= Russian Caravan =

Blend of black teas transported by caravans

Russian Caravan is a blend of oolong, keemun, and lapsang souchong teas. It is described as an aromatic and full-bodied tea with a sweet, malty, and smoky taste. Some varieties do not include lapsang souchong, and thus have a less smoky flavor, while others include Assam tea.
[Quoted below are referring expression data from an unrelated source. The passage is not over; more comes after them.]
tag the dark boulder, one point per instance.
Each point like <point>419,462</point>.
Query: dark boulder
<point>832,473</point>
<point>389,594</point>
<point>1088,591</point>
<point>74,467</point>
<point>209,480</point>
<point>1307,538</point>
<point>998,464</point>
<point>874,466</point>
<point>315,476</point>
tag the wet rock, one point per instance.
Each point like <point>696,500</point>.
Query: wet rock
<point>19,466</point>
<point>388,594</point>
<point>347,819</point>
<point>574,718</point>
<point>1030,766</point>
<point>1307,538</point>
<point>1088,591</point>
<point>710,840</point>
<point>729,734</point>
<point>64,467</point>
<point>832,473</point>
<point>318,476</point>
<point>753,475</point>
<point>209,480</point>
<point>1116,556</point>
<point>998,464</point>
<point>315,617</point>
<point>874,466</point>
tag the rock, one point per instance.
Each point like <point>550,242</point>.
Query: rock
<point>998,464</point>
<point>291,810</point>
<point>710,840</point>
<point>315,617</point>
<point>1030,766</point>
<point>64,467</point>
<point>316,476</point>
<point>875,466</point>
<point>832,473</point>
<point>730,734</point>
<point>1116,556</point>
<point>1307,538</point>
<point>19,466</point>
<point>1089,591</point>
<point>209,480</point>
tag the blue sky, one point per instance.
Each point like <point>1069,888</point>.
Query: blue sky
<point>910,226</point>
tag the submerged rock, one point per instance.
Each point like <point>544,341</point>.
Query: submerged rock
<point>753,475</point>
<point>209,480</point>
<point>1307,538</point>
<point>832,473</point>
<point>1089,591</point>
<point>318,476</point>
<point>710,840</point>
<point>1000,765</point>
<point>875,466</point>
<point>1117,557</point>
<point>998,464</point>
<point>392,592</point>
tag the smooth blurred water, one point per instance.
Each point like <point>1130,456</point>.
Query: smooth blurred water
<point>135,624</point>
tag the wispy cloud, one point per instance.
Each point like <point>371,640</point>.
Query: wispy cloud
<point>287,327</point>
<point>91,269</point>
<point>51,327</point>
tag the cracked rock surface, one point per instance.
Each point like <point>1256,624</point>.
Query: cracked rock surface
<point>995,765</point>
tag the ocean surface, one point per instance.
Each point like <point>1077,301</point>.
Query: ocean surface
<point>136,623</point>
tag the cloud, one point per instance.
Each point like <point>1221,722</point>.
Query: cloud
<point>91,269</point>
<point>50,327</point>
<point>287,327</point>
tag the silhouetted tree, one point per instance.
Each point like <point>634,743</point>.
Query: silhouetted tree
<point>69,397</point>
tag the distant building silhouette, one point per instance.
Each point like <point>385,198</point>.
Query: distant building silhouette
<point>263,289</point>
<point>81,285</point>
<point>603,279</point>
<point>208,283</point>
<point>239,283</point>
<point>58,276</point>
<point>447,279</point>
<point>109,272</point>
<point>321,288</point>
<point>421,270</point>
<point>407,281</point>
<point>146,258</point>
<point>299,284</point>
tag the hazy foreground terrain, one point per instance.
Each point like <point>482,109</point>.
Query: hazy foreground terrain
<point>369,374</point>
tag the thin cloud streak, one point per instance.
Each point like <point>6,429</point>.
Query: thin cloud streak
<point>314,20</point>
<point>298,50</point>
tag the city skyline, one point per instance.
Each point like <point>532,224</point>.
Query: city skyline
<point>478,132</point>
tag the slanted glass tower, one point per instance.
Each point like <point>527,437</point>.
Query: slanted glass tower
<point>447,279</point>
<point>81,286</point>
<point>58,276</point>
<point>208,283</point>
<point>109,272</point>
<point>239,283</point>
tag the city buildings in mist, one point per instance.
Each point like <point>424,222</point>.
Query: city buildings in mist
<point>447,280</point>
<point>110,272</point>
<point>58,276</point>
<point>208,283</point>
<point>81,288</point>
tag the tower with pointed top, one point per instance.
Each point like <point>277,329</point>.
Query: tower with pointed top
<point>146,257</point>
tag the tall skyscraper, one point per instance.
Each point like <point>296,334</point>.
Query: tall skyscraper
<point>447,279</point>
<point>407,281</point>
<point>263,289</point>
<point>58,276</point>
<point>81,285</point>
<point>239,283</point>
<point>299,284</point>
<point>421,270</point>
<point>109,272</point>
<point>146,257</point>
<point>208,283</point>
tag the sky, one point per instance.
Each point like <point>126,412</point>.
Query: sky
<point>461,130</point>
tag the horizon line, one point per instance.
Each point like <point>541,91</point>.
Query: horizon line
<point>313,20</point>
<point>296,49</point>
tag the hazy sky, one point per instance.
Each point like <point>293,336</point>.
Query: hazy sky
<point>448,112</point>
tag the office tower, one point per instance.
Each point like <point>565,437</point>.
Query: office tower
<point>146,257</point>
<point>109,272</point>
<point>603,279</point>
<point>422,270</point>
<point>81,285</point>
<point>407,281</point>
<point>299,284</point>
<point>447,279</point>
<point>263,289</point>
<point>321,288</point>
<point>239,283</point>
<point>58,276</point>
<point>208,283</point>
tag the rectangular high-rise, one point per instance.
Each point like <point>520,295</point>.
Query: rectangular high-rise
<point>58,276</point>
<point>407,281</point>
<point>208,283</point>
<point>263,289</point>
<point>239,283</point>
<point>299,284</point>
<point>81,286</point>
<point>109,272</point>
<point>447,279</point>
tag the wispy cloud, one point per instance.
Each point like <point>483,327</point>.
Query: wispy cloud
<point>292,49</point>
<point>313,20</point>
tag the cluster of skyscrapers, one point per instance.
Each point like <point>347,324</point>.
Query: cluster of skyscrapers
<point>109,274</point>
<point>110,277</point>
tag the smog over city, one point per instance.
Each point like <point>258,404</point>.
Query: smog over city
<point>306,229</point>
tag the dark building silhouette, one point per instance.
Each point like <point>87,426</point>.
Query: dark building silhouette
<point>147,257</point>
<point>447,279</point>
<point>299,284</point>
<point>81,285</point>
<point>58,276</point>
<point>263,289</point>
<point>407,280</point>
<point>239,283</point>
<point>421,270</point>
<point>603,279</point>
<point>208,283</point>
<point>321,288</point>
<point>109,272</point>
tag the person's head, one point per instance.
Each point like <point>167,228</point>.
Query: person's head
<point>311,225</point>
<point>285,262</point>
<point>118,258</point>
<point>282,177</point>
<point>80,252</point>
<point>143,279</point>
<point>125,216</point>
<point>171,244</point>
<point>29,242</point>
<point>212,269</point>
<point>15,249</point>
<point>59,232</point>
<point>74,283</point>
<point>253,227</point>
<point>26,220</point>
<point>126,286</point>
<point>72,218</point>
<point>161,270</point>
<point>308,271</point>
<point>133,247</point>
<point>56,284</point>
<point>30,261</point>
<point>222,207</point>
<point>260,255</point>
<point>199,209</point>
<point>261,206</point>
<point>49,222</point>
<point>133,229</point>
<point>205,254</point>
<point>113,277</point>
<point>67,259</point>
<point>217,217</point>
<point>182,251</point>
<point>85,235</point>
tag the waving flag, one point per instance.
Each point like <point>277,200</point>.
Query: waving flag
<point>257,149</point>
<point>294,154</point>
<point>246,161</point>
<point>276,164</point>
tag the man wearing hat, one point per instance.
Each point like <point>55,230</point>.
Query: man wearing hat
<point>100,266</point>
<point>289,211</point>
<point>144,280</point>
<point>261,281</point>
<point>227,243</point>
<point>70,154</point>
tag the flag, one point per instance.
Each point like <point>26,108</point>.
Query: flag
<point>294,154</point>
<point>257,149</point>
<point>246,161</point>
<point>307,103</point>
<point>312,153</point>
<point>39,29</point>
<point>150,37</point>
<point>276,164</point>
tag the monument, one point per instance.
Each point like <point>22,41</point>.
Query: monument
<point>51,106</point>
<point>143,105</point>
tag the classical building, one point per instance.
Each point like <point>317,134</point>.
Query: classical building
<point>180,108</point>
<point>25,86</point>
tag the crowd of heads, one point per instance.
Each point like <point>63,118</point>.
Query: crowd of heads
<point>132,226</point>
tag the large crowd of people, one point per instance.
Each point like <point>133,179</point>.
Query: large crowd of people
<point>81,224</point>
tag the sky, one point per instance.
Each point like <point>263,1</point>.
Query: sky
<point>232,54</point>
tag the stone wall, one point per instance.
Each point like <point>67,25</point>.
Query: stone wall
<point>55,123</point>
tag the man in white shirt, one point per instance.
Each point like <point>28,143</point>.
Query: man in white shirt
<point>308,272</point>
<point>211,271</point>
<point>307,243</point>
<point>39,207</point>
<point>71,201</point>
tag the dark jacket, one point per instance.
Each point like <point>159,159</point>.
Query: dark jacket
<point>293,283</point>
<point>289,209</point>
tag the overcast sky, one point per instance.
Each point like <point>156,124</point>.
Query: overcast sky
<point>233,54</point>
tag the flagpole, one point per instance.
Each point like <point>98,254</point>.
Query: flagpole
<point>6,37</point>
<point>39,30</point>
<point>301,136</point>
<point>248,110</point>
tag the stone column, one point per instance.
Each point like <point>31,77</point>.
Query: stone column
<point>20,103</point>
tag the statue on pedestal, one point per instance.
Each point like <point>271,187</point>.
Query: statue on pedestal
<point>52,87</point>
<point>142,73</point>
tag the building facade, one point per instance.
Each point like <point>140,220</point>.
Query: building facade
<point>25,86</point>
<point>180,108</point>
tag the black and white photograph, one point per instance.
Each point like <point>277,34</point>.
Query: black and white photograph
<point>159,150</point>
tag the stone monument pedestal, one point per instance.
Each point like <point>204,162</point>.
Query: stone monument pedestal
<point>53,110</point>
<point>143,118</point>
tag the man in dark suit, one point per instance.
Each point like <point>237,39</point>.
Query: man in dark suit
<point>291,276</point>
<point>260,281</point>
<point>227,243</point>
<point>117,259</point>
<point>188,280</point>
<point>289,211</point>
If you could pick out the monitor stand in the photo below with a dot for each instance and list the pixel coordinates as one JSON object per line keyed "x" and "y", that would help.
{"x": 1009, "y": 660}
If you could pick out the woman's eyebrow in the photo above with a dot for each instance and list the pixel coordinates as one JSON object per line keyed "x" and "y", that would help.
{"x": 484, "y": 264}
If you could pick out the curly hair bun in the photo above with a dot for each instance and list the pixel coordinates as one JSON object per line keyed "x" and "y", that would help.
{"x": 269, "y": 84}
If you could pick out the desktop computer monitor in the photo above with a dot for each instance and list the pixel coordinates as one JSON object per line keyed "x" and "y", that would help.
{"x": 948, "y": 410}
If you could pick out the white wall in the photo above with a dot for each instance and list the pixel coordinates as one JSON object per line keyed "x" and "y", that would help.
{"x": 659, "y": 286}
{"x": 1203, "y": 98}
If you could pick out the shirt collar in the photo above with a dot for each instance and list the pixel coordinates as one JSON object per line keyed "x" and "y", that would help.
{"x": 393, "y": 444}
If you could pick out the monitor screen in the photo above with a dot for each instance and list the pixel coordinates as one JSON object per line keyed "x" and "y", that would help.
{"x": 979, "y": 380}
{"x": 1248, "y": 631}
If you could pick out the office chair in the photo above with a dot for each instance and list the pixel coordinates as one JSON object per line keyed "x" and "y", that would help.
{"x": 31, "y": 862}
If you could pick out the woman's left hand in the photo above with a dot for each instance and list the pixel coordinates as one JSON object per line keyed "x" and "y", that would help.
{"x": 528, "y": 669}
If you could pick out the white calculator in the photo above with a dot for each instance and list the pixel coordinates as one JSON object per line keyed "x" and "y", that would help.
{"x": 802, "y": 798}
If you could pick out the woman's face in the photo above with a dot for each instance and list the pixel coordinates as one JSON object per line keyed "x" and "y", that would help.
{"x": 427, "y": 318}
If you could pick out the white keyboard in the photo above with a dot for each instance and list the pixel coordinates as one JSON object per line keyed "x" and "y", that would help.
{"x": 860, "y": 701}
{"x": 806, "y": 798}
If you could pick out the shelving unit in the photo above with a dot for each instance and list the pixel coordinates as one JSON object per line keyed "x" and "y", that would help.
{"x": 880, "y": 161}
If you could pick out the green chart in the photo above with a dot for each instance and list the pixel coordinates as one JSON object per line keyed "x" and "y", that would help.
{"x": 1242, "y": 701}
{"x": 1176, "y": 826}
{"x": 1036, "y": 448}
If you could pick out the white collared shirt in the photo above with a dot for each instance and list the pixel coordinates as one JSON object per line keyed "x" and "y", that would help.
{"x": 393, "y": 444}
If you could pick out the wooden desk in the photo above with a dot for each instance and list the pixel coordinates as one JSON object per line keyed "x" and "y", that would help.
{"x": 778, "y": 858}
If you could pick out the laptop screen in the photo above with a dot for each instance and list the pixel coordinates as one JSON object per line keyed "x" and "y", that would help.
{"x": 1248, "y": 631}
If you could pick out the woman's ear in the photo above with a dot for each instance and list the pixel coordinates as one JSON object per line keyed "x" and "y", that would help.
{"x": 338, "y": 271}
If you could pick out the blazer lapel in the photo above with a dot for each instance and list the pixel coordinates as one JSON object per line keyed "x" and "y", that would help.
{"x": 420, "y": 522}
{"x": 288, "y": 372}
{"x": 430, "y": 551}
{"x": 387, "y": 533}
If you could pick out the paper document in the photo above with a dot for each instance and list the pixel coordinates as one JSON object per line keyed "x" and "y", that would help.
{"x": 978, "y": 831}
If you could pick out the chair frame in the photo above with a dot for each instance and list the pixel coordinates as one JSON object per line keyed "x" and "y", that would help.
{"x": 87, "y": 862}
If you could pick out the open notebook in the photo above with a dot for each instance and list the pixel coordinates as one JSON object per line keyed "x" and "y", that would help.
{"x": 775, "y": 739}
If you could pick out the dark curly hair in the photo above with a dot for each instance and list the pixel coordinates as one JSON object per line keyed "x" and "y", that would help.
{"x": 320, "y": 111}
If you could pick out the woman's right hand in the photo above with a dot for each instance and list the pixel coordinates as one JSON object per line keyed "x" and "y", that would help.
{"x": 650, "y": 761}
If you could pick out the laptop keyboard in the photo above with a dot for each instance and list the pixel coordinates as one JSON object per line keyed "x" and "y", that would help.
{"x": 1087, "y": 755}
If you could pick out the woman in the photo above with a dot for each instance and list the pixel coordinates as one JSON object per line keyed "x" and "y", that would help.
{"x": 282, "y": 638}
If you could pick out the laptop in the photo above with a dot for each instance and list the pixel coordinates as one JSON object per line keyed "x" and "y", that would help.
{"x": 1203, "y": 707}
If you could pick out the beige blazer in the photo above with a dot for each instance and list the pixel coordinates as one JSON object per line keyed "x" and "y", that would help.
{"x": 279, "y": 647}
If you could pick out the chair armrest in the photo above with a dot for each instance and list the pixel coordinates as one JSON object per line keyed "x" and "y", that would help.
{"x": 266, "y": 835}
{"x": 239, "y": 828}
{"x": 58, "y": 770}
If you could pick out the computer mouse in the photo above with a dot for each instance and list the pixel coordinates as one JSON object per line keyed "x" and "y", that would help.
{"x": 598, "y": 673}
Traditionally the smoky character was considered to have been imparted to the tea by the close proximity of the camel caravans to countless camp fires en route across the Mongolian steppes to Russia.

Although a Chinese tea, its name originates from the 18th century camel caravans that facilitated the transcontinental tea trade from tea-producing areas (namely India, Ceylon and China) to Europe via Russia. "It took at least half a year to make the six-thousand-mile journey from the Chinese border to the populated regions of European Russia, and the voyage was harsh."

The southern route by Odessa is far cheaper, but the tea is supposed to suffer in flavour in its transit through the tropical seas, while it improves in its passage through the cold dry climate of Mongolia and Siberia, by losing that unpleasant taste of firing [whereby tea was dried using direct heat]. As Russian epicures believe that a peculiar delicacy of flavor is imparted to it by the slight moisture it absorbs when nightly unloaded and placed on the snow-covered steppes, the enhanced price it commands compensates for the greater expense and difficulty of its carriage by this route.

Some blends use Yunnan black tea, together with keemun and lapsang souchong, to achieve full-bodied, strong copper-colored, smoky, and heavy-flavored tea with a smooth and mellow aftertaste.